The libGDX maps and sets use long
math because it behaves the
same (and correctly) on all platforms, where int
math on GWT
has its own quirks. Namely, GWT doesn't have an actual int
,
since it uses a JS Number
as the internal representation of
an int
. That means multiplying a large int
by another large
int
on desktop or Android will overflow (which is the
documented, valid behavior of the JVM), but on GWT it will just
become a much larger number, probably larger than
Integer.MAX_VALUE
, and sometimes so large that the lower 8 or
more bits have their values lost to floating-point imprecision.
Yes, Number
is a double-precision floating-point number, or
a double
in Java. Lost precision is bad, but there's a way
around it on even fairly-old browser versions: Math.imul()
.
This method performs multiplication of two Number
values as
if they were 32-bit int
values, overflowing as expected. It
is available in the JS Math
class, which can be accessed by
GWT via JSNI. The code is simple, and could be added to libGDX
anywhere it can have JSNI code:
public static native int imul(int left, int right)/*-{
return Math.imul(left, right);
}-*/;
This project has that method in Collections
so the other
emulated types can use it. It also has Math.clz32()
available
from the JS Math
class. Having imul
means we can use int
math on the hashCode()
to mix it, which should (should) be
at least somewhat faster.
Depends on libGDX 1.12.1 ! Rips it apart with tooth and claw!

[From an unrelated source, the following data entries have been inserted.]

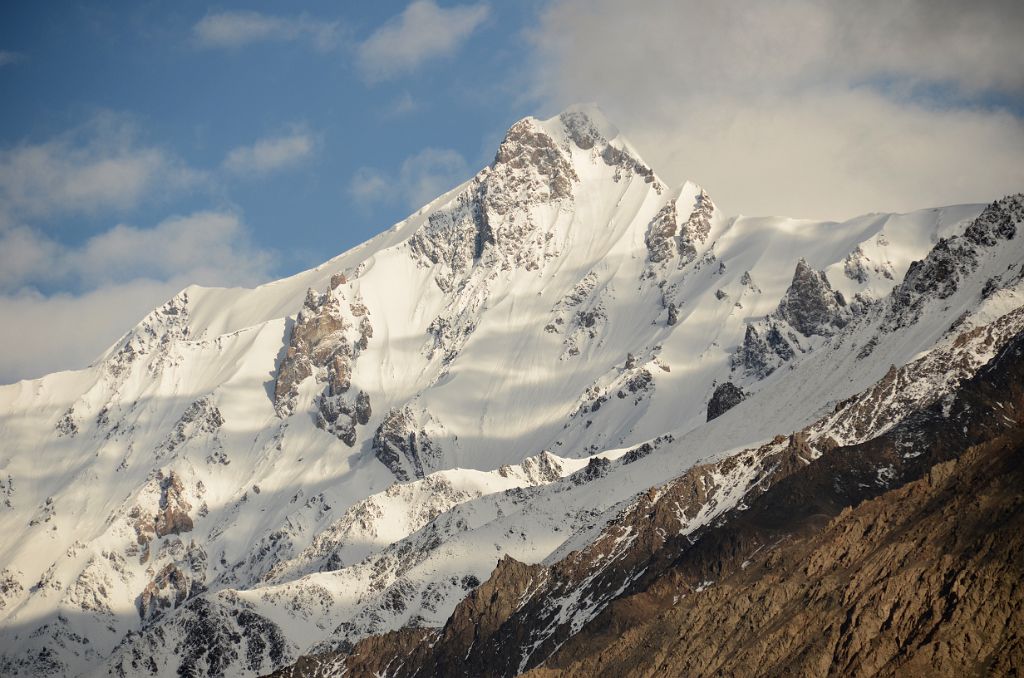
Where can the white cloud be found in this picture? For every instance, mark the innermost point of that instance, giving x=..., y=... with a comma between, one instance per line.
x=422, y=32
x=270, y=154
x=799, y=107
x=231, y=30
x=370, y=185
x=9, y=57
x=97, y=166
x=124, y=273
x=421, y=178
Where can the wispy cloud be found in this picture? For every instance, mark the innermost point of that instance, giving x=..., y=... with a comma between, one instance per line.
x=237, y=29
x=100, y=165
x=271, y=154
x=424, y=31
x=8, y=57
x=421, y=178
x=877, y=107
x=119, y=274
x=402, y=106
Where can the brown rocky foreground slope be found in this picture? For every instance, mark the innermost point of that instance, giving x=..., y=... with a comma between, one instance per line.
x=900, y=555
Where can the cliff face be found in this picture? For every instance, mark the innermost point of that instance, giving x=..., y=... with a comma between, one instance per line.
x=534, y=382
x=902, y=553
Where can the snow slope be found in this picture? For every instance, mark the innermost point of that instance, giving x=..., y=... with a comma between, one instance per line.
x=252, y=474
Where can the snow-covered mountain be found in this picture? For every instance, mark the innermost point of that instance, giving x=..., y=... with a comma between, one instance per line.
x=253, y=475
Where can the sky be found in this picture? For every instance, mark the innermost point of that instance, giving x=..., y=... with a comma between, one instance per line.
x=148, y=145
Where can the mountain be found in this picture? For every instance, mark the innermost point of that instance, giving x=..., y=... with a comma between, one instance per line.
x=513, y=422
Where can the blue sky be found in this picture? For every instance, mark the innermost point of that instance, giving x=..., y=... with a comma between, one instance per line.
x=199, y=97
x=147, y=145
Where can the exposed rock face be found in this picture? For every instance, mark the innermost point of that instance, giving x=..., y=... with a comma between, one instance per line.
x=761, y=354
x=213, y=638
x=201, y=417
x=667, y=238
x=173, y=516
x=740, y=597
x=329, y=334
x=402, y=447
x=660, y=232
x=939, y=274
x=726, y=396
x=528, y=169
x=810, y=305
x=697, y=225
x=169, y=589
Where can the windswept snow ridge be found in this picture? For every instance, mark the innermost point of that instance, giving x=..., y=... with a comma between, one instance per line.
x=254, y=475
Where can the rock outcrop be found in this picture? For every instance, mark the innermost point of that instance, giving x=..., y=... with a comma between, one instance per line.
x=403, y=447
x=810, y=305
x=726, y=396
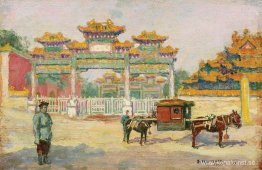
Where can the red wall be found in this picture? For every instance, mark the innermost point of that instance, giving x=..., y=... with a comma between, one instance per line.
x=18, y=67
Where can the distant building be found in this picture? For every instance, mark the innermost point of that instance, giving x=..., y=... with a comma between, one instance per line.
x=221, y=76
x=143, y=86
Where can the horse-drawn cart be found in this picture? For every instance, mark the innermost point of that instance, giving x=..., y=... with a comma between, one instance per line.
x=174, y=114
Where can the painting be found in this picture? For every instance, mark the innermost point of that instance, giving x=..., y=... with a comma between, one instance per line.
x=130, y=84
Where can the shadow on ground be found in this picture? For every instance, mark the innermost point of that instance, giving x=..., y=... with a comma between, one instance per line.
x=59, y=155
x=210, y=139
x=152, y=141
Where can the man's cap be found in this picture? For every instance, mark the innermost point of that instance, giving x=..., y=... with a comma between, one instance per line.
x=43, y=103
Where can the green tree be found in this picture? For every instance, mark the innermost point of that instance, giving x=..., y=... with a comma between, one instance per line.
x=10, y=37
x=89, y=89
x=180, y=75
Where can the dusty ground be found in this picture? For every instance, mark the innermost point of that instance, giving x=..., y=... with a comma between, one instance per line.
x=96, y=142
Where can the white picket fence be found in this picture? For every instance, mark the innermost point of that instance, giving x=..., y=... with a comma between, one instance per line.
x=107, y=106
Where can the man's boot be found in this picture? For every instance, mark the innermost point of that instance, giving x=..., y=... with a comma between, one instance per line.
x=46, y=160
x=40, y=159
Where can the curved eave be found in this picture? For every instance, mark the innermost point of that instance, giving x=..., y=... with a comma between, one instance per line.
x=87, y=30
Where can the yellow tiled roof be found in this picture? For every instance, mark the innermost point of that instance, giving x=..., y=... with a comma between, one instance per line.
x=38, y=51
x=77, y=45
x=108, y=26
x=109, y=74
x=134, y=51
x=6, y=47
x=168, y=49
x=49, y=37
x=212, y=76
x=161, y=80
x=126, y=44
x=66, y=52
x=249, y=63
x=238, y=41
x=145, y=36
x=100, y=80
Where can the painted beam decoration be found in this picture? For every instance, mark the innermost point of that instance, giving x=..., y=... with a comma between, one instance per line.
x=102, y=50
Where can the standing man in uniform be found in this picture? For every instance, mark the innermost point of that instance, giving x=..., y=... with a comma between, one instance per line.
x=124, y=120
x=42, y=124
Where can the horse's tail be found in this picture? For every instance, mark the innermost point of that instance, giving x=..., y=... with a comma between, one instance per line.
x=149, y=131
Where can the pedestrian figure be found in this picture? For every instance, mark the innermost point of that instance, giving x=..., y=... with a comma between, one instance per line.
x=124, y=120
x=42, y=124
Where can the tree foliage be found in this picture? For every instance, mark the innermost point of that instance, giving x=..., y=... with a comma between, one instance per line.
x=10, y=37
x=180, y=75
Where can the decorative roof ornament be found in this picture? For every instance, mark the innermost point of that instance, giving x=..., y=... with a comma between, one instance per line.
x=65, y=53
x=100, y=80
x=6, y=47
x=75, y=45
x=161, y=80
x=168, y=51
x=134, y=53
x=109, y=74
x=246, y=44
x=127, y=45
x=101, y=27
x=52, y=39
x=149, y=37
x=38, y=52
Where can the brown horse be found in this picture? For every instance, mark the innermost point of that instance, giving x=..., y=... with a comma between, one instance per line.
x=217, y=124
x=139, y=125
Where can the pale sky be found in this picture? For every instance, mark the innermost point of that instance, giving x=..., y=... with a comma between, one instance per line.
x=199, y=28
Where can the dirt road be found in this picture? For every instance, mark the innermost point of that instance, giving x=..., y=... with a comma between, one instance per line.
x=97, y=144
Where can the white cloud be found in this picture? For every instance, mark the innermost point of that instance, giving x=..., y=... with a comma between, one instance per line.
x=199, y=28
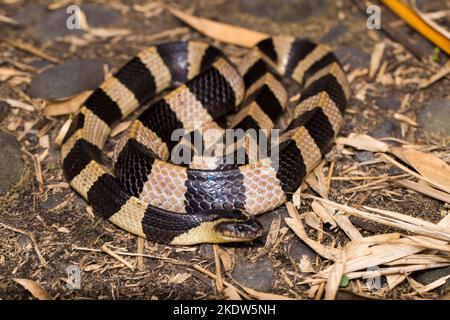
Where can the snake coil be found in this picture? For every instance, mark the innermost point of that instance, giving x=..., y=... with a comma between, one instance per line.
x=204, y=201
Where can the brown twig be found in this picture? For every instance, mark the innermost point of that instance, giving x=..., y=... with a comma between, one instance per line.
x=32, y=238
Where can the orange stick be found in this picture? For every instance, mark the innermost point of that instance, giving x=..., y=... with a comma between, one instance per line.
x=415, y=21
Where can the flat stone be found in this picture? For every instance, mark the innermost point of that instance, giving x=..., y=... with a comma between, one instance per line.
x=335, y=33
x=388, y=103
x=353, y=56
x=428, y=276
x=4, y=109
x=362, y=156
x=385, y=129
x=435, y=117
x=11, y=164
x=285, y=10
x=67, y=79
x=258, y=275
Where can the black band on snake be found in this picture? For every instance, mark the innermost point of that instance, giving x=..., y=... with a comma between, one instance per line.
x=205, y=201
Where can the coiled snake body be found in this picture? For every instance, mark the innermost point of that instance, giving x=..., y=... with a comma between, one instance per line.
x=208, y=201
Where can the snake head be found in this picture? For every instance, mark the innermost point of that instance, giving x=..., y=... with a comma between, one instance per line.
x=237, y=226
x=218, y=226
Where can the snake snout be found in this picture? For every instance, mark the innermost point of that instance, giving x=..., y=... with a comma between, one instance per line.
x=241, y=230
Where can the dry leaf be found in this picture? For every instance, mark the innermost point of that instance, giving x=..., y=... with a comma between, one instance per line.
x=227, y=260
x=305, y=264
x=428, y=165
x=180, y=278
x=34, y=288
x=334, y=277
x=425, y=189
x=108, y=33
x=63, y=131
x=296, y=225
x=363, y=142
x=221, y=31
x=325, y=215
x=231, y=294
x=376, y=57
x=19, y=104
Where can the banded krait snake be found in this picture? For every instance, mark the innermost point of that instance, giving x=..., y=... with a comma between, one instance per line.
x=153, y=198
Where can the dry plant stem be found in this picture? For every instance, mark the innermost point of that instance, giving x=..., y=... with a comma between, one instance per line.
x=418, y=176
x=32, y=238
x=398, y=220
x=113, y=254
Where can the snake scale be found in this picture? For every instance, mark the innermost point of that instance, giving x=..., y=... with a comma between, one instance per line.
x=180, y=204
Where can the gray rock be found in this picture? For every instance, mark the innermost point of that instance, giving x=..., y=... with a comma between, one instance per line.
x=435, y=117
x=385, y=129
x=4, y=109
x=285, y=10
x=67, y=79
x=258, y=275
x=298, y=248
x=334, y=33
x=11, y=164
x=353, y=56
x=54, y=24
x=362, y=156
x=388, y=102
x=428, y=276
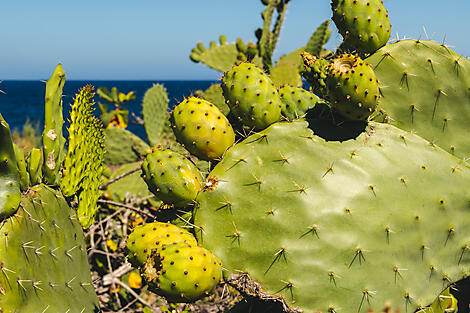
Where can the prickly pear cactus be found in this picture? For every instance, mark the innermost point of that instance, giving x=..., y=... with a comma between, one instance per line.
x=315, y=72
x=340, y=227
x=83, y=165
x=251, y=96
x=35, y=162
x=9, y=177
x=425, y=88
x=296, y=101
x=171, y=177
x=21, y=165
x=201, y=128
x=364, y=24
x=352, y=87
x=122, y=146
x=52, y=138
x=43, y=258
x=154, y=111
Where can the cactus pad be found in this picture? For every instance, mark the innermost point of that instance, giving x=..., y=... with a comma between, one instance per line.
x=10, y=192
x=426, y=89
x=43, y=258
x=251, y=96
x=364, y=24
x=202, y=128
x=171, y=177
x=154, y=111
x=340, y=227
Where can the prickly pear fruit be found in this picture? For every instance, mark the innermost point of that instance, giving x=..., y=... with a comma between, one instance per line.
x=251, y=96
x=364, y=24
x=35, y=162
x=146, y=238
x=171, y=177
x=202, y=128
x=296, y=101
x=182, y=272
x=315, y=72
x=10, y=193
x=352, y=87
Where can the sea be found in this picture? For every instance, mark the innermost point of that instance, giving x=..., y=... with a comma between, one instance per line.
x=21, y=101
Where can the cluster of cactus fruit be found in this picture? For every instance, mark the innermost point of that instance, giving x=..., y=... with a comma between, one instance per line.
x=350, y=197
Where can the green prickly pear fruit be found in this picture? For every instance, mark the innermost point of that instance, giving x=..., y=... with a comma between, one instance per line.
x=182, y=272
x=202, y=128
x=21, y=164
x=35, y=162
x=251, y=96
x=144, y=239
x=296, y=101
x=171, y=177
x=352, y=87
x=364, y=24
x=10, y=194
x=315, y=73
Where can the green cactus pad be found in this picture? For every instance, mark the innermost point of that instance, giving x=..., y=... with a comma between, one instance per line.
x=220, y=58
x=10, y=192
x=340, y=227
x=296, y=101
x=144, y=239
x=21, y=165
x=364, y=24
x=35, y=162
x=352, y=87
x=154, y=111
x=43, y=258
x=319, y=38
x=52, y=138
x=286, y=70
x=182, y=272
x=201, y=128
x=425, y=88
x=251, y=96
x=214, y=95
x=171, y=177
x=83, y=165
x=122, y=146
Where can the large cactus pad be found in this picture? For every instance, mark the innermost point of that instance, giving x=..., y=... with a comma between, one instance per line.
x=340, y=227
x=43, y=260
x=426, y=89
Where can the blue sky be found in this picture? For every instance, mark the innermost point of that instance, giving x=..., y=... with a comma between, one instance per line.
x=152, y=40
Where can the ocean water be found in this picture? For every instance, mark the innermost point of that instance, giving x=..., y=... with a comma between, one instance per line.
x=24, y=100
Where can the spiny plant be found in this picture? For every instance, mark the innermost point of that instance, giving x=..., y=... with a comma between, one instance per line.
x=335, y=212
x=43, y=255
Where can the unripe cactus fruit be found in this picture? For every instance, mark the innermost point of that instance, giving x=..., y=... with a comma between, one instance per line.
x=364, y=24
x=202, y=128
x=171, y=177
x=251, y=96
x=352, y=87
x=147, y=238
x=183, y=272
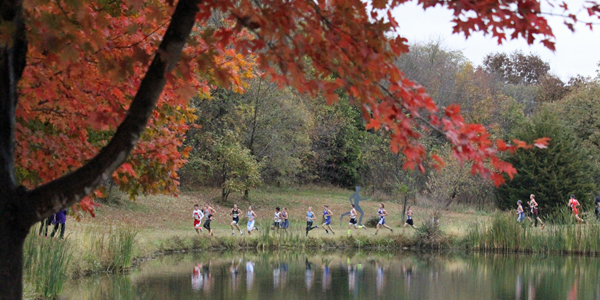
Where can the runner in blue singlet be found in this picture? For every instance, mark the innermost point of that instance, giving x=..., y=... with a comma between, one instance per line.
x=310, y=217
x=382, y=214
x=327, y=215
x=409, y=221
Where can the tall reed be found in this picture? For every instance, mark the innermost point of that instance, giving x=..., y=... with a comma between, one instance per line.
x=45, y=264
x=505, y=234
x=109, y=250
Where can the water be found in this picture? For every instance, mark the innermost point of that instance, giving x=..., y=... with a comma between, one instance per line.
x=356, y=275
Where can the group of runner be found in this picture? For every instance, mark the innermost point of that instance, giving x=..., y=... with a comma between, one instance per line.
x=281, y=219
x=535, y=213
x=235, y=213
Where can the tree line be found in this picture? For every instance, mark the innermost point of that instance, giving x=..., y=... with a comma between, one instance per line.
x=281, y=137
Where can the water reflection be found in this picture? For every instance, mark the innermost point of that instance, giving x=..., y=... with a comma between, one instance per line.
x=309, y=275
x=287, y=275
x=249, y=275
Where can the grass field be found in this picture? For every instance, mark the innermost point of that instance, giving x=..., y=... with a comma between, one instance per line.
x=164, y=223
x=160, y=217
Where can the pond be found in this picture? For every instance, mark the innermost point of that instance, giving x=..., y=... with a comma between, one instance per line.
x=348, y=275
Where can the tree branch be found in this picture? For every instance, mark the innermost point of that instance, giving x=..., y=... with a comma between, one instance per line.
x=69, y=189
x=12, y=62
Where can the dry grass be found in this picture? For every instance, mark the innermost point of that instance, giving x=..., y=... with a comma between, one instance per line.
x=164, y=223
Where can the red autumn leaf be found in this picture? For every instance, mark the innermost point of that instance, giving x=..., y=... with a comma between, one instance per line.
x=542, y=143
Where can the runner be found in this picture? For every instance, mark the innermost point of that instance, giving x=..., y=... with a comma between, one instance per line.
x=535, y=210
x=382, y=214
x=209, y=212
x=353, y=222
x=235, y=213
x=251, y=217
x=276, y=219
x=285, y=219
x=310, y=217
x=409, y=221
x=198, y=215
x=520, y=212
x=327, y=214
x=573, y=203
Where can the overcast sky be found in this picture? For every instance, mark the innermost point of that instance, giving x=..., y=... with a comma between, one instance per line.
x=576, y=53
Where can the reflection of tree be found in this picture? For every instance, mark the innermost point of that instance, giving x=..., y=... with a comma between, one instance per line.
x=358, y=275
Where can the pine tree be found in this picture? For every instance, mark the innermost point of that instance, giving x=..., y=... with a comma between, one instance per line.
x=552, y=174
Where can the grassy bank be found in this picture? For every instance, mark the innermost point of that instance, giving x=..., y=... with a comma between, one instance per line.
x=503, y=234
x=124, y=232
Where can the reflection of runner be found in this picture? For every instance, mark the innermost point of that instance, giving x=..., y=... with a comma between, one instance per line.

This should be available by at least JitPack! Because this
is for GWT, you will need a :sources
dependency!
You may want a more recent commit hash, typically the most-recent non-SNAPSHOT version on JitPack.io.
// this doesn't need a dependency in the core module.
// In the html module.
implementation 'com.github.tommyettinger:delongator:0.0.1:sources'
You will also need this GWT inherits line:
<inherits name="com.github.tommyettinger.delongator" />
If this doesn't make sense to you, you probably don't need this library!
This project is licensed under The Apache License 2.0.